Invoking and identifying task-oriented interlocutor confusion in human-robot interaction

Front Robot AI. 2023 Nov 20:10:1244381. doi: 10.3389/frobt.2023.1244381. eCollection 2023.

Abstract

Successful conversational interaction with a social robot requires not only an assessment of a user's contribution to an interaction, but also awareness of their emotional and attitudinal states as the interaction unfolds. To this end, our research aims to systematically trigger, but then interpret human behaviors to track different states of potential user confusion in interaction so that systems can be primed to adjust their policies in light of users entering confusion states. In this paper, we present a detailed human-robot interaction study to prompt, investigate, and eventually detect confusion states in users. The study itself employs a Wizard-of-Oz (WoZ) style design with a Pepper robot to prompt confusion states for task-oriented dialogues in a well-defined manner. The data collected from 81 participants includes audio and visual data, from both the robot's perspective and the environment, as well as participant survey data. From these data, we evaluated the correlations of induced confusion conditions with multimodal data, including eye gaze estimation, head pose estimation, facial emotion detection, silence duration time, and user speech analysis-including emotion and pitch analysis. Analysis shows significant differences of participants' behaviors in states of confusion based on these signals, as well as a strong correlation between confusion conditions and participants own self-reported confusion scores. The paper establishes strong correlations between confusion levels and these observable features, and lays the ground or a more complete social and affect oriented strategy for task-oriented human-robot interaction. The contributions of this paper include the methodology applied, dataset, and our systematic analysis.

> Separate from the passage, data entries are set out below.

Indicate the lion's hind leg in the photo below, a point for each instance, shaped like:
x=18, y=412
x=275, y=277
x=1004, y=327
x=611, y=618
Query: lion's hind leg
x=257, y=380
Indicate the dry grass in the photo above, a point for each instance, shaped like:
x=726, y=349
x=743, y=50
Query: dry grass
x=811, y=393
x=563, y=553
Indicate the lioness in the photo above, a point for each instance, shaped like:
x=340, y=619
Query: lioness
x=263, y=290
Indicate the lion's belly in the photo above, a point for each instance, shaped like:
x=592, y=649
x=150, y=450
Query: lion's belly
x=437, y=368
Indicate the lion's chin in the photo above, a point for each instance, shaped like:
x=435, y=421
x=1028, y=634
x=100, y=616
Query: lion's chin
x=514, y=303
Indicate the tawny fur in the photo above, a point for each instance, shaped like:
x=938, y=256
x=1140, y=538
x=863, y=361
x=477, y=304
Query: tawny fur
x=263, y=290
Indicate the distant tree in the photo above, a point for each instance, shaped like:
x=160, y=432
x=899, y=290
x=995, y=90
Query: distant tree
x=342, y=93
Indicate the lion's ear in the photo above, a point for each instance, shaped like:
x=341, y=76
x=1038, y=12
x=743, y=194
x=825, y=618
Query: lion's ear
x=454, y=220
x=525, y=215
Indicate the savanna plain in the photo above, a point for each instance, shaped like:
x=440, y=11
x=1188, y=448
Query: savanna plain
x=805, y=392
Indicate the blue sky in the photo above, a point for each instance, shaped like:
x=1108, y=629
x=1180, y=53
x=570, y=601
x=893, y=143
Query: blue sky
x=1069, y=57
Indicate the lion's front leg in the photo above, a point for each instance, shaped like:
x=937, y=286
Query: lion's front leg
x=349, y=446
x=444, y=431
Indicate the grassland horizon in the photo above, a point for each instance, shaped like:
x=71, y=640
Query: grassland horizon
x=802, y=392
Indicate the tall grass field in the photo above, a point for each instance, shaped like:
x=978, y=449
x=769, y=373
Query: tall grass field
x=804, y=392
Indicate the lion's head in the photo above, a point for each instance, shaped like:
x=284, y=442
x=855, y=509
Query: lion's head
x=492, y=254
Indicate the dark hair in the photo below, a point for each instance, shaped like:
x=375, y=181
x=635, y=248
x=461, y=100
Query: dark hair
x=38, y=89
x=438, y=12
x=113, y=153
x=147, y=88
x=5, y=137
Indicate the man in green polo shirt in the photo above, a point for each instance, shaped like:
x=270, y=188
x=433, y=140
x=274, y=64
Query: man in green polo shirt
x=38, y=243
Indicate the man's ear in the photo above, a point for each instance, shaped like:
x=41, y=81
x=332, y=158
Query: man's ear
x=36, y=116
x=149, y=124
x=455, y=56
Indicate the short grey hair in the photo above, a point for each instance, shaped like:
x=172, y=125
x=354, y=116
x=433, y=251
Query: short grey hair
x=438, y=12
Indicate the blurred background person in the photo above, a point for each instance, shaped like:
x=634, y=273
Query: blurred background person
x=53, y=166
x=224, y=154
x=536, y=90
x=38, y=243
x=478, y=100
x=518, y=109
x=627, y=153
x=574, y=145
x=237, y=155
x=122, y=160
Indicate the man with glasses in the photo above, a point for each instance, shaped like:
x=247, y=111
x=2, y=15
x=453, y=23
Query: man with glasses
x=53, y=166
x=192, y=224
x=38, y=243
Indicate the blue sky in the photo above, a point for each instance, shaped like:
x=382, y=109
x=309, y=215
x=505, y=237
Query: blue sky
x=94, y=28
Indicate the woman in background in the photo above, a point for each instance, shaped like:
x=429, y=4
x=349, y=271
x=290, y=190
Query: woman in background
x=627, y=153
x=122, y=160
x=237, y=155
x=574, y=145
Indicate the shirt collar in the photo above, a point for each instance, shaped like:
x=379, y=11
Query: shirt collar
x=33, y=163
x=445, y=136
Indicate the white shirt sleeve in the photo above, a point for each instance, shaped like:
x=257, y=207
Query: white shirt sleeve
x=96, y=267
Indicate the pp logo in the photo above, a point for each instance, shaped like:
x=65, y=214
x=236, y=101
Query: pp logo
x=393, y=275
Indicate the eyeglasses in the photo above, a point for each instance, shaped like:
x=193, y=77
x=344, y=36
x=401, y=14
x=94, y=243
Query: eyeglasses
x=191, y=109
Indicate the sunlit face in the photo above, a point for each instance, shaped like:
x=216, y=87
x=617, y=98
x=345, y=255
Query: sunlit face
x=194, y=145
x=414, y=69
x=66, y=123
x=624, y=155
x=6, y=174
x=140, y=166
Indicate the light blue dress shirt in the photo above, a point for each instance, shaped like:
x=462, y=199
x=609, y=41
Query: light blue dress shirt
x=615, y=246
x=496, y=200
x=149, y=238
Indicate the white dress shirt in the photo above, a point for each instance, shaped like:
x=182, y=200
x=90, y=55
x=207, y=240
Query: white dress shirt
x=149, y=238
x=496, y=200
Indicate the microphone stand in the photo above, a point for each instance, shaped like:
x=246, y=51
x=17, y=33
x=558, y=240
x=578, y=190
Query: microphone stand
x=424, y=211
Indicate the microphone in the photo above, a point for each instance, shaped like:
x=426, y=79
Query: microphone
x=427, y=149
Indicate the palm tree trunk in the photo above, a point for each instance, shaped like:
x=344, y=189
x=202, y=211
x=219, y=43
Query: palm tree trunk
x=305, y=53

Keywords: confusion detection; multimodal modeling; situated dialogue; social robot; user engagement; wizard-of-oz.

Grants and funding

This publication has emanated from research conducted with the financial support of Science Foundation Ireland under Grant number 18/CRT/6183. This research was also conducted with the financial support of Science Foundation Ireland under Grant Agreement No. 13/RC/2106\_P2 at the ADAPT SFI Research Center at Technological University Dublin ADAPT, the SFI Research Center for AI-Driven Digital Content Technology, is funded by Science Foundation Ireland through the SFI Research Centers Program.